Bitcoin, Private Equity, and Other Alt Investments Are Coming for Your 401(k). What Could Go Wrong?
Aug 07, 2025 15:59:00 -0400 by Elizabeth O’Brien | #Financial Planning(Dreamstime)
The Trump administration has opened the door for alternative assets in retirement plans, but investors should proceed with caution.
On Thursday, President Donald Trump signed an executive order allowing investors access to alternative assets like private equity and cryptocurrency in their 401(k) and equivalent plans. The order directs the U.S. Department of Labor to re-examine the agency’s guidance on the responsibilities that plans have to their participants with respect to alternative assets, according to a White House official.
This deregulatory push paves the way for alternative asset managers to tap the more than $12 trillion in Americans’ 401(k)s and equivalent plans. Private-equity managers in particular have been eyeing that pot since fund-raising has slowed among endowments and other traditional customers. Firms such as Goldman Sachs and Voya Financial have been readying private market offerings for the 401(k) market.

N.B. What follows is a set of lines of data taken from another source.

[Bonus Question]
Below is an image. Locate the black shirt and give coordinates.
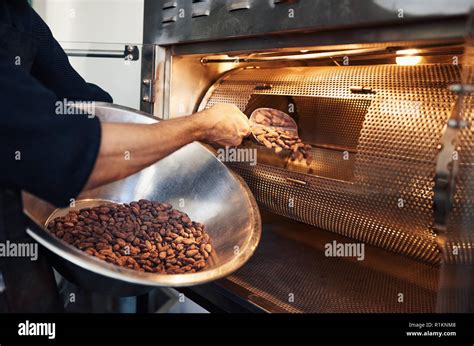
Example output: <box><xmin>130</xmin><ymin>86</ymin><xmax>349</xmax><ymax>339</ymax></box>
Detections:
<box><xmin>0</xmin><ymin>0</ymin><xmax>112</xmax><ymax>206</ymax></box>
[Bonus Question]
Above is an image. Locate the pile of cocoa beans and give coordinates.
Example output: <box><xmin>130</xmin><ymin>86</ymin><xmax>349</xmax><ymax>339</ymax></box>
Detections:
<box><xmin>250</xmin><ymin>108</ymin><xmax>312</xmax><ymax>166</ymax></box>
<box><xmin>47</xmin><ymin>199</ymin><xmax>213</xmax><ymax>274</ymax></box>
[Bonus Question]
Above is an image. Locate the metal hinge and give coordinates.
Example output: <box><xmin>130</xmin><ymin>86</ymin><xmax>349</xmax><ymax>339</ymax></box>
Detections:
<box><xmin>142</xmin><ymin>79</ymin><xmax>155</xmax><ymax>103</ymax></box>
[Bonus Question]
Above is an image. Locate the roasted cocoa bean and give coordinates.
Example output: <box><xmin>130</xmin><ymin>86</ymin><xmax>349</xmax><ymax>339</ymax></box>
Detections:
<box><xmin>47</xmin><ymin>200</ymin><xmax>213</xmax><ymax>274</ymax></box>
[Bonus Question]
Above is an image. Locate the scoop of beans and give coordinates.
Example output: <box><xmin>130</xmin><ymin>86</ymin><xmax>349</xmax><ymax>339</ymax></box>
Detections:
<box><xmin>251</xmin><ymin>108</ymin><xmax>312</xmax><ymax>166</ymax></box>
<box><xmin>47</xmin><ymin>199</ymin><xmax>213</xmax><ymax>274</ymax></box>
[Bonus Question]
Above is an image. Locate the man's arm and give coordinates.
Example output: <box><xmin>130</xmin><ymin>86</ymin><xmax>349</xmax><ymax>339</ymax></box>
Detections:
<box><xmin>84</xmin><ymin>104</ymin><xmax>250</xmax><ymax>190</ymax></box>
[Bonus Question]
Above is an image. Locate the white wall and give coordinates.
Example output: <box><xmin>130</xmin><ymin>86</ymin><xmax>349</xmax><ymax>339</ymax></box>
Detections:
<box><xmin>33</xmin><ymin>0</ymin><xmax>144</xmax><ymax>108</ymax></box>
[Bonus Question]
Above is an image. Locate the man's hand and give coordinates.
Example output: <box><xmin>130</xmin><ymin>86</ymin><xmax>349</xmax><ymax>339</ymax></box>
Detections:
<box><xmin>84</xmin><ymin>104</ymin><xmax>250</xmax><ymax>190</ymax></box>
<box><xmin>192</xmin><ymin>103</ymin><xmax>250</xmax><ymax>146</ymax></box>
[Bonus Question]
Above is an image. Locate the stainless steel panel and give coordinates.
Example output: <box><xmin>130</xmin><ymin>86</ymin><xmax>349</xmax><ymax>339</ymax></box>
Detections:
<box><xmin>144</xmin><ymin>0</ymin><xmax>471</xmax><ymax>45</ymax></box>
<box><xmin>201</xmin><ymin>64</ymin><xmax>466</xmax><ymax>263</ymax></box>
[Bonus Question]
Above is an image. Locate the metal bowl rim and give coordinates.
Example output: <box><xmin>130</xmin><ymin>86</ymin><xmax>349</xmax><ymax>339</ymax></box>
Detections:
<box><xmin>27</xmin><ymin>145</ymin><xmax>261</xmax><ymax>287</ymax></box>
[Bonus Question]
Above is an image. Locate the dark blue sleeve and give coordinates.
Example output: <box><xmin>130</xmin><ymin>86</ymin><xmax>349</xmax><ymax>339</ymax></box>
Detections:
<box><xmin>0</xmin><ymin>61</ymin><xmax>101</xmax><ymax>206</ymax></box>
<box><xmin>29</xmin><ymin>8</ymin><xmax>112</xmax><ymax>102</ymax></box>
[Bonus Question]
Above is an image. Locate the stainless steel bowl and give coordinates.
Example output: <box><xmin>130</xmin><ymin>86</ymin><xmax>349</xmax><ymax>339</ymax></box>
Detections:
<box><xmin>23</xmin><ymin>103</ymin><xmax>261</xmax><ymax>296</ymax></box>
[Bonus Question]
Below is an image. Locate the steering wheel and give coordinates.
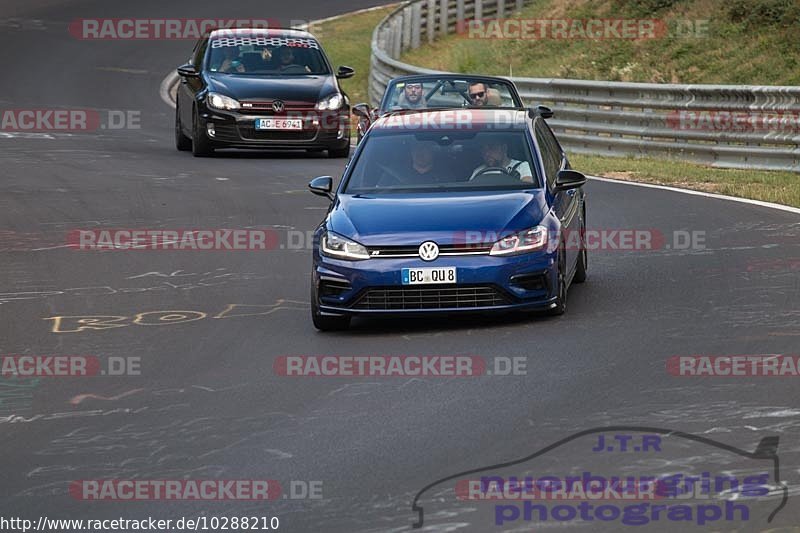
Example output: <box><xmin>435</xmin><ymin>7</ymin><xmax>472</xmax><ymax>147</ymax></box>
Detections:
<box><xmin>470</xmin><ymin>167</ymin><xmax>518</xmax><ymax>181</ymax></box>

The pitch is that nonpublic securities offer investors the potential for higher returns that are less correlated with stocks and bonds. Private equity and credit have traditionally been the purview of the wealthy, and including them in retirement plans would democratize access, proponents say. A White House official said allowing alternative assets in retirement plans would provide for “better returns and diversification.”
Opponents counter that generally neither 401(k) plans nor participants have clamored for such offerings, which they say are driven by supply rather than demand. It remains to be seen whether the returns will justify what is sure to be higher fees than stock, bond, or simple target-date funds.
Since the early 2000s, pension funds have increasingly added private assets to their investments. Pensions differ from 401(k) plans in that they offer a defined, guaranteed benefit to participants regardless of market returns, whereas 401(k) plans depend on contributions from workers, whose individual balance fluctuates with market returns.
Private assets didn’t measurably improve pensions’ returns, says JP Aubry, associate director of research at the Center for Retirement Research at Boston College, who conducted a study on them. Before the financial crisis of 2008-09, they outperformed broad market, passive strategies slightly, while they underperformed after. “On the whole, it’s been a wash,” Aubry says.
Such mediocre performance may not justify the increased risks that come with alternative assets, which include higher fees, lower transparency and liquidity, and—in the case of cryptocurrencies in particular—high volatility. What’s more, if private asset managers gain access to the vast 401(k) market, there might not be enough good deals for all that capital, says Anthony Kure, senior portfolio manager at Johnson Investment Counsel in Cleveland, which could lead managers to pursue deals that aren’t so advantageous.
It’s unlikely that workers will see new offerings in their 401(k) plans overnight, experts say. Companies sponsoring plans are conservative and worry about getting sued for offering inappropriate investments to their workers. That concern isn’t going to go away with Thursday’s executive order.
Private assets might have a certain cachet, but public markets work just fine, says Jason Kephart, senior principal, multi-asset manager research at Morningstar. “People who have invested in public markets over the last 15 years have done well.”